Historia

EL MISTICISMO ESPAÑOL

Una expresión de la Contrarreforma católica que despertó reparos en un principio entre la jerarquía fue el avivamiento místico del siglo XVI, concretamente el que sucedió en España en esa época. El misticismo, por su propia naturaleza, coloca a la institución eclesiástica en una posición difícil, ya que su énfasis radica en la experiencia personal y en la relación directa con Dios, lo cual puede hacer del sistema sacerdotal y sacramental algo superfluo. No es extraño que en una época en la que los alumbrados habían creado bastantes dificultades a la Inquisición, ésta viera con recelo los brotes místicos que en España surgían. Sin embargo, las investigaciones llevadas a cabo en los casos de Teresa de Ávila y Juan de la Cruz demostraron que nada había en ellos que se apartara de la doctrina católica tradicional. De hecho ambos personajes serían posteriormente canonizados.

EL MISTICISMO ESPAÑOL
NOMBREORDENESCRITOSHECHOS NOTABLESTEXTOS NOTABLES

Teresa de Ávila
(1515-1582)

Carmelitas descalzas

Camino de perfección

Castillo interior

El libro de las fundaciones
 

Nació en el seno de una noble familia española en Ávila.

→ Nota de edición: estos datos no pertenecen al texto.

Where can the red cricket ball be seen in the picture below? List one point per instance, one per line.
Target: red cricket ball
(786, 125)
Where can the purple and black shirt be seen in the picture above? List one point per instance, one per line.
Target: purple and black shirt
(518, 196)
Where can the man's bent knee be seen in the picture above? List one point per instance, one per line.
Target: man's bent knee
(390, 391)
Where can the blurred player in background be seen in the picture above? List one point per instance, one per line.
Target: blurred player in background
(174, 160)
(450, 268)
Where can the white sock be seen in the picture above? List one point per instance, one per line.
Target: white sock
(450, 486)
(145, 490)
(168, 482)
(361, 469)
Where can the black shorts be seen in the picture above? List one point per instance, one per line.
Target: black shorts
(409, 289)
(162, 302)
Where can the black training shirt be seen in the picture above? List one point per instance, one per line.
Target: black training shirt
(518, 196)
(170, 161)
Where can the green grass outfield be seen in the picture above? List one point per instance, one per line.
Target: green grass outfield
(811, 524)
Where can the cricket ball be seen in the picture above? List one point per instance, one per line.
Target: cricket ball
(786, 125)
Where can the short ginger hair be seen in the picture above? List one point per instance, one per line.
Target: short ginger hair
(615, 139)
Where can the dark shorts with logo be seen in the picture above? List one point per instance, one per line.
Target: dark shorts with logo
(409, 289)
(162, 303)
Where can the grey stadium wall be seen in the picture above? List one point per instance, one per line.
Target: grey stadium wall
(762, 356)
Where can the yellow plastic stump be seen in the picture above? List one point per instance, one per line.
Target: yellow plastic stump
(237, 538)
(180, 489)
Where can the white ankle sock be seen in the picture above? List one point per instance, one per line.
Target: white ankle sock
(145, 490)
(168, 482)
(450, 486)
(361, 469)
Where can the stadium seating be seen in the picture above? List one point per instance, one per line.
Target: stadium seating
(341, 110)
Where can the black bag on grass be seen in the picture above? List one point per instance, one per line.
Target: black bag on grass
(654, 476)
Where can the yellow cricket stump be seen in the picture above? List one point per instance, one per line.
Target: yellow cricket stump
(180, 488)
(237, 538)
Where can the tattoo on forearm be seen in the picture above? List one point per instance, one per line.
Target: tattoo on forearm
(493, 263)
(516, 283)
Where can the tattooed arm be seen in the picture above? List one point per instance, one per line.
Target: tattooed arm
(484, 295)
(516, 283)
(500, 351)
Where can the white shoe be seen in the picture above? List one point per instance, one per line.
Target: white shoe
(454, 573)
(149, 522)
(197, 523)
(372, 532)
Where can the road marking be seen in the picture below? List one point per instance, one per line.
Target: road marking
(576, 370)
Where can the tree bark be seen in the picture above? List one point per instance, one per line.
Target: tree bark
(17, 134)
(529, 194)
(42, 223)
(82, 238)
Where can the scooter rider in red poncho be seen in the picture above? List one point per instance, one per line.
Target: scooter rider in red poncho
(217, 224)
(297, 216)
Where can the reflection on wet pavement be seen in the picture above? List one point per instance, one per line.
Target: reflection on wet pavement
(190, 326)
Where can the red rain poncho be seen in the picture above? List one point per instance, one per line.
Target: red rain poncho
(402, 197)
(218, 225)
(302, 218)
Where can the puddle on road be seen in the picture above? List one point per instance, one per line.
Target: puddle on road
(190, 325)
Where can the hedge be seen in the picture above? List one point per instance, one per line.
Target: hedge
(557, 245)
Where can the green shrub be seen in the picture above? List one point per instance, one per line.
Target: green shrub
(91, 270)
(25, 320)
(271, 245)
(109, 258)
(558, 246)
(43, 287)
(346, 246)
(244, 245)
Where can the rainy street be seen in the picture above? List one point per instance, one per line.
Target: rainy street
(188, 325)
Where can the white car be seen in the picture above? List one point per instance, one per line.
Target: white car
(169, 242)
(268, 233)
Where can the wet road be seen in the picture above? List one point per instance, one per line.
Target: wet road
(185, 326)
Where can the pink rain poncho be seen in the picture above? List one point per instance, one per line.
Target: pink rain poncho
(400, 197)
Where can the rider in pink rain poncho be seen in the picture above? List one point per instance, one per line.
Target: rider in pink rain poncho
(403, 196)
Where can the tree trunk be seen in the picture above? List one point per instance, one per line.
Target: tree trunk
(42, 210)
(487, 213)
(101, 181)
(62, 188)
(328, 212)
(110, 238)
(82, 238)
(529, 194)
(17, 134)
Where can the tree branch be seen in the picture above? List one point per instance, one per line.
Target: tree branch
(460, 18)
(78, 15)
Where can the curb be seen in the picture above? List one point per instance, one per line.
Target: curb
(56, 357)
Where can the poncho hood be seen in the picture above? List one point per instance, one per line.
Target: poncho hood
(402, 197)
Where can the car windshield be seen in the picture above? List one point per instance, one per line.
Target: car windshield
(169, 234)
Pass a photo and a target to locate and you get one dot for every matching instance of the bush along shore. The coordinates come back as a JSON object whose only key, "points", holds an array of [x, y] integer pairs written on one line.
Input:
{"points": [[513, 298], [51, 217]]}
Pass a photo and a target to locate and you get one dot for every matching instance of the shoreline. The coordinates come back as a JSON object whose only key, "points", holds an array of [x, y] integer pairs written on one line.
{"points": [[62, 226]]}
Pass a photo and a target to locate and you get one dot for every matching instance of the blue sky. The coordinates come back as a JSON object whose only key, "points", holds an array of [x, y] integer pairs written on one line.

Ya en su juventud ardía en deseos de ir a tierras de moros para convertirlos.

En 1536 ingresó en el convento carmelita de la Encarnación, pero tuvo que salir del mismo a causa de una grave enfermedad, pudiendo regresar al mismo en 1540.

Profundamente afectada por las condiciones de laxismo imperantes en muchos conventos españoles, Teresa comenzó una reforma de la orden del Carmelo, fundando diversas casas religiosas y viajando por toda España.

En 1575 estalló una disputa jurisdiccional entre las carmelitas observantes de la regla mitigada, mitigación llevada a cabo en los siglos XIV y XV, y las reformadas o descalzas, de las cuales Teresa fue impulsora.  A consecuencia del conflicto se le ordenó recluirse en un convento en Castilla y dejar de fundar más conventos.

En 1580 se otorgó jurisdicción independiente a las carmelitas descalzas.

Con la salud delicada y tras reiniciar sus viajes de reforma por los conventos, Teresa murió en Alba de Tormes.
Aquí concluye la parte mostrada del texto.